Unusual Facts about the Body Explained
Have you ever wondered why you eye suddenly starts twitching or why you start hiccupping uncontrollably and simply can’t stop? According to experts, there are medical reasons for these strange occurrences that happen to us all and what you are about to read just might surprise you.
- What makes your eyelid twitch?
This annoying condition is called eyelid myokymia. For reasons unknown, eye twitches are more likely to occur in the lower eyelid than in the upper, though they’re probably caused by the misfiring of a nerve. Fatigue, stress, and caffeine all increase the likelihood of twitching. So do eyestrain, poor nutrition, excessive alcohol intake, and allergies. Luckily, eye twitching is almost always benign and usually goes away by itself. To stop or reduce the twitching, cut down on coffee and alcohol and give your body a good night’s rest.
- What causes goose bumps?Goose bumps pop up when you’re cold or afraid. When a tiny muscle at the base of each body hair contracts together, they appear as naked bumps on the flesh. They made sense thousands of years ago when humans still had a natural fur coat. Evolution has since stripped humans of their hairy exterior. Now goose bumps are, of course, no medical issue. If you’re uncomfortable showing them off, dress warmly, place yourself in calm environments, and avoid scary movies.
- What causes hiccups?Hiccups are the result of a spasm in the diaphragm, which contracts to pull air into the lungs causing a sudden rush of inhaled air. This sets off a chain reaction causing the airway opening to close quickly which in turn stops the air flow and causes the vocal cords to react by closing quickly. Hiccups may result after eating a big meal, swallowing air, drinking carbonated beverages or a sudden emotional excitement.
- Why does chopping onions make you tear up?When you cut into an onion, you rupture its cells, releasing enzymes that produce a gas called propanethial sulfoxide. Once that gas reaches your eyes, it reacts with tears to produce a mild sulfuric acid. The brain then signals the eyes’ tear glands to produce more liquid to flush the stuff out. The more you chop, the more irritating gas you produce and the more tears you shed. The onion’s chemical reaction is a defense mechanism that evolved to repel pests. To keep crying to a minimum, cut onions that are chilled as cold temperatures slow release of the enzymes.

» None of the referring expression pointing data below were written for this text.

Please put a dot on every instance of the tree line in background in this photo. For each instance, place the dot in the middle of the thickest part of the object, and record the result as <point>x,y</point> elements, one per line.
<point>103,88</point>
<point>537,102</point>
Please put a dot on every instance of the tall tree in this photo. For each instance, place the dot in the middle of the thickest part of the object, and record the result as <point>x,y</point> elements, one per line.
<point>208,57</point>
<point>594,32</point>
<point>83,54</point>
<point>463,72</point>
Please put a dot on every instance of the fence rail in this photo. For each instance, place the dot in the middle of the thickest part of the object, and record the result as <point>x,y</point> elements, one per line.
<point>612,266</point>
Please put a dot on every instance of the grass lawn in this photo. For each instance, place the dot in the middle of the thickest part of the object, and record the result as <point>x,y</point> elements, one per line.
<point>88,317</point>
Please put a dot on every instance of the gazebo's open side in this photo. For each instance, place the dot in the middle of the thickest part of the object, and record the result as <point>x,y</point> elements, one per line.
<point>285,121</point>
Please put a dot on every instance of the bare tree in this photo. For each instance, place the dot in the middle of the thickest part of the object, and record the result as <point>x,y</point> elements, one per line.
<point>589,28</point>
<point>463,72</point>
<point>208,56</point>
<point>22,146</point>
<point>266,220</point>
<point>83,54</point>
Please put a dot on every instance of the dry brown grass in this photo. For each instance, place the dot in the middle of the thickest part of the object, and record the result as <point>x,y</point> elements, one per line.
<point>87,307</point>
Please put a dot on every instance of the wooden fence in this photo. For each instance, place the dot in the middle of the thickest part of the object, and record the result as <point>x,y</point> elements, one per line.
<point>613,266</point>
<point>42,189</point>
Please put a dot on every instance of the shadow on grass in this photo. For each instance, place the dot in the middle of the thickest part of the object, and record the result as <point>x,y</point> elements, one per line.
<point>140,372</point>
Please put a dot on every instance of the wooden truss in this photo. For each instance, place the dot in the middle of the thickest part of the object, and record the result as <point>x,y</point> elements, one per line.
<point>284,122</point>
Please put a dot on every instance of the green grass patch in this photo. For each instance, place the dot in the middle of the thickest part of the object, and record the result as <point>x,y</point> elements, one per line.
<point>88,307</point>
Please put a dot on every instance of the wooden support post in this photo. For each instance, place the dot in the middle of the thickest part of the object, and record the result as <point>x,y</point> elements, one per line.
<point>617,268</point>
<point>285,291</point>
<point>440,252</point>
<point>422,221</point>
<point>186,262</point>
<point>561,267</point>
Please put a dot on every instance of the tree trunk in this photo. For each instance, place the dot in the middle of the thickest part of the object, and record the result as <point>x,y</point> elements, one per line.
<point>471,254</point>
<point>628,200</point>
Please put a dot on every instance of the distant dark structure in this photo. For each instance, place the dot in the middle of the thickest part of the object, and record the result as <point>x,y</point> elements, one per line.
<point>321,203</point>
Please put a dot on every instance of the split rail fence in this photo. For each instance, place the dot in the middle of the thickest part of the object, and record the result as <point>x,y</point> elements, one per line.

- What causes brain freeze?“Brain freeze” is the pain sometimes inflicted by devouring something cold like ice cream or a cold beverage, often very quickly. The reaction is triggered by the cold ice cream or beverage coming into contact with the roof of the mouth. It triggers nerves that give the brain the impression of a very cold environment. To heat up the brain again, blood vessels start to swell, which causes the headache-like pain for approximately 30 seconds. The pain can be relieved by placing your tongue to the roof of your mouth.
- Do your ears really continue to grow throughout life?Yes, the outer ears do. Starting at birth, the ears are proportionally, the body’s largest feature. They grow rapidly until about age 10, and then slow at a rate of about 0.22 millimeter per year. Other studies show that the earlobe itself also lengthens throughout life. However, the size of the ear canal, which is formed by bone and cartilage, does not increase into old age.
- What causes the feeling of “pins and needles”?Also called paresthesia, pins and needles are caused by blocked blood flow to a pressed nerve. If you sit too long in an awkward position or even just with your legs crossed you may cause your feet, for example, to “fall asleep,” or go numb. Paresthesia is usually felt in the extremities of the hands, feet, and ankles. That prickly sensation is the resumption of pain messages to the brain. Simply changing your position is almost always enough to allow the nerve to resume communication. If your pins and needles don’t resolve quickly with a change of body position, see a doctor.